A Diffusion-Based Framework for Designing Molecules in Flexible Protein Pockets

The design of molecules for flexible protein pockets represents a significant challenge in structure-based drug discovery, as proteins often undergo conformational changes upon ligand binding. While deep learning-based approaches have shown promise in molecular generation, they typically treat protein pockets as rigid structures, limiting their ability to capture the dynamic nature of protein-ligand interactions. Here, we introduce YuelDesign, a novel diffusion-based framework specifically developed to address this challenge. YuelDesign employs a new protein encoding scheme with a fully connected graph representation to encode protein pocket flexibility, a systematic denoising process that refines both atomic properties and coordinates, and a specialized bond reconstruction module tailored for de novo generated molecules. Our results demonstrate that YuelDesign generates molecules with favorable drug-likeness and low synthetic complexity.
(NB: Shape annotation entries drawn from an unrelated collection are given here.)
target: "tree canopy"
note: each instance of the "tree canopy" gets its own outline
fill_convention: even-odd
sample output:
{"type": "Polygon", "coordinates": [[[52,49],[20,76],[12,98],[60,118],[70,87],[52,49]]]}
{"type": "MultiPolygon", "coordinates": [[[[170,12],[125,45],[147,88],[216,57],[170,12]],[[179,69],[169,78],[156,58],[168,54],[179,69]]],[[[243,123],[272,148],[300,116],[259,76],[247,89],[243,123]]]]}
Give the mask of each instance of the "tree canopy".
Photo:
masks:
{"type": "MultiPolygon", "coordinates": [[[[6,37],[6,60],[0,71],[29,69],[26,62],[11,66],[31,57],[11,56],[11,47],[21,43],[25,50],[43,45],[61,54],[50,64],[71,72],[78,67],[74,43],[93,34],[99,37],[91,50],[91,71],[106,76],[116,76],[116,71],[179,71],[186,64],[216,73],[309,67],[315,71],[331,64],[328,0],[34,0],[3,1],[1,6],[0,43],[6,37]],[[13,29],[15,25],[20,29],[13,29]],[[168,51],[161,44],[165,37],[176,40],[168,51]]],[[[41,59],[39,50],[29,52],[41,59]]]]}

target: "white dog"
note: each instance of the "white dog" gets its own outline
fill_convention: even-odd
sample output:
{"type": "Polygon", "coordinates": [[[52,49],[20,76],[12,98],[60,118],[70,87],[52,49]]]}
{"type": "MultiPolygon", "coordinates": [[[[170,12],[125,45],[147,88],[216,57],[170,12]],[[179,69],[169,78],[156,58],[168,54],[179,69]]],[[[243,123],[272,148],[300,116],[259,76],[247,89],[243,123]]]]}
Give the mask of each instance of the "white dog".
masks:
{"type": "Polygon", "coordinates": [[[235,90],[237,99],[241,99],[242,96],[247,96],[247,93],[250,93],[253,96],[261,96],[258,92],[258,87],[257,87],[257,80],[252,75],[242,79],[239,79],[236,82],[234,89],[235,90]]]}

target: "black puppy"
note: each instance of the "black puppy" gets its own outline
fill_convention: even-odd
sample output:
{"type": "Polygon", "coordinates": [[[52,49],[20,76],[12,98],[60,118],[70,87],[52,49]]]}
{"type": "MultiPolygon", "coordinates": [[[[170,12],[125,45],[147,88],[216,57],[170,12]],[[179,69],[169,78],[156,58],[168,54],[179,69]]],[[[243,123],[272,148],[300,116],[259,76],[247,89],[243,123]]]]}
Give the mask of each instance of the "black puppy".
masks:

The generated molecules also exhibit diverse chemical functional groups, including some not even present in the training set. Redocking analysis reveals that the generated molecules exhibit docking energies comparable to native ligands. Additionally, a detailed analysis of the denoising process shows how the model systematically refines molecular structures through atom type transitions, bond dynamics, and conformational adjustments. Overall, YuelDesign presents a versatile framework for generating novel molecules tailored to flexible protein pockets, with promising implications for drug discovery applications.